Injectivity sets of the Pompeiu transformation on the Euclidean spaces (Q2880022)

Some negative and positive results on the injectivity of the Pompeiu transformation are obtained. Suppose that \(M(n)\) is a group of movings in \({\mathbb R}^n,\) let \({\mathcal E}^{\,\prime}({\mathbb R}^n)\) be a space of distributions in \({\mathbb R}^n\) having a compact support.
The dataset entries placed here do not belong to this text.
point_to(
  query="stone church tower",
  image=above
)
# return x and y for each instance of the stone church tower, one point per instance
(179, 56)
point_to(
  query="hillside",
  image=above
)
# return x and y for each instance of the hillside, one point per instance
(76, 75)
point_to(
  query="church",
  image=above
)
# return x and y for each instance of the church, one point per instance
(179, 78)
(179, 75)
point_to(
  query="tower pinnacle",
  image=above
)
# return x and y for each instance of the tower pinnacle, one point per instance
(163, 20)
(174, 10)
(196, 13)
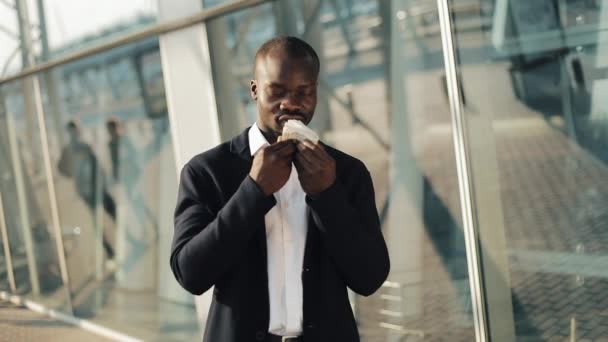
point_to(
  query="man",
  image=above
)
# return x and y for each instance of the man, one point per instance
(281, 228)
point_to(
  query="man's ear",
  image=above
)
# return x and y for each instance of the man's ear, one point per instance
(253, 90)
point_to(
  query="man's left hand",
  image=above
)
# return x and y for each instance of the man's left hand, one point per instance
(316, 168)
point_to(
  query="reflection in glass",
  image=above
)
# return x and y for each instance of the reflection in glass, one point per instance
(35, 31)
(380, 99)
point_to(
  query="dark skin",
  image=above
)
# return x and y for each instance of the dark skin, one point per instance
(284, 89)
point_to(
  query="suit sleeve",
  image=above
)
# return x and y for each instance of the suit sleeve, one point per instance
(350, 228)
(207, 244)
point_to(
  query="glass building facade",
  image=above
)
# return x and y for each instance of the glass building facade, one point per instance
(483, 124)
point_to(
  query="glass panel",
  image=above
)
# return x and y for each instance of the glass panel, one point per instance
(534, 80)
(50, 29)
(25, 193)
(381, 99)
(4, 282)
(114, 172)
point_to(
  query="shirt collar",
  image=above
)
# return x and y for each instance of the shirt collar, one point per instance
(256, 139)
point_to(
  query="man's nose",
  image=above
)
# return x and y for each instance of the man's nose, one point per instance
(289, 103)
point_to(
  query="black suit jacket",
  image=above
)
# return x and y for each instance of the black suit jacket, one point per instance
(220, 239)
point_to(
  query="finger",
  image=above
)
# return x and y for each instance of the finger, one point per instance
(278, 145)
(312, 155)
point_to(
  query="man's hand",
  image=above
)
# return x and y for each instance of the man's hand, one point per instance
(316, 168)
(272, 166)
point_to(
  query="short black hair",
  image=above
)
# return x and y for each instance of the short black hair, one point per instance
(294, 48)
For \(\varphi\in {\mathcal E^{\,\prime}}({\mathbb R}^n)\) and \(\zeta\in M(n),\) define a distribution \(\zeta\varphi\) by the rule \(\left\langle\zeta\varphi, f(x)\right\rangle=\left\langle\varphi, f(\zeta^{-1}x)\right\rangle,\) where \(f\in {\mathcal E}^{\,\prime}({\mathbb R}^n).\) For an open set \({\mathcal U}\subset {\mathbb R}^n\) we consider a set \(\Lambda({\mathcal U}, \varphi)=\{\zeta\in M(n): \text{ supp\,}\zeta\varphi\subset {\mathcal U}\}\neq \varnothing.\) Theorem 1 of the work states the following. Suppose that \(\varphi\) is a distribution on the sphere \({\mathbb S}^{n-1},\) i.e., \(\varphi\in {\mathcal D}^{\,\prime}({\mathbb S}^{n-1}),\) and the spectrum of the distribution \(\varphi\) does not coincide with \(\{(0, 1)\},\) i.e., \(\text{ spec}\,\varphi\neq \{(0, 1)\}.\) Then for every \(\alpha>0\) the union of all of the open balls \({\mathcal U}\) contained in the ellipsoid \(\left\{x\in {\mathbb R}^n: (\alpha^2-1)(x_1^2+\cdots+x^2_{n-1})+\alpha^2x_n^2\leq \alpha^4\right\}\) satisfies the necessary condition of the injectivity of the Pompeiu transform, namely, \(\overline{\mathcal U}=\overline{\bigcup\limits_{\zeta\in\Lambda({\mathcal U}, \varphi)}\text{ supp\,}\zeta\varphi};\) however, the set \({\mathcal U}\) mentioned above does not belong to the set of injectivity of the Pompeiu transform. Moreover, for every open set \(E\subset {\mathbb R}^n\) containing two opposite points of the sphere it can be found the distribution \(\varphi\in {\mathcal D}^{\,\prime}({\mathbb S}^{n-1})\) for which \(\{(0, 1)\}\in \text{ spec\,}\varphi,\) \(\text{ supp}\,\varphi\subset E\cap{\mathbb S}^{n-1}\) and the condition of the type \(\overline{\mathcal E}=\overline{\bigcup\limits_{\zeta\in\Lambda({\mathcal E}, \varphi)}\text{ supp\,}\zeta\varphi}\) is not a sufficient condition for the injectivity of the Pompeiu transform. Finally, some additional requirements on the domain \({\mathcal U},\) to be an injectivity set, are given by the Theorems 3 and 4.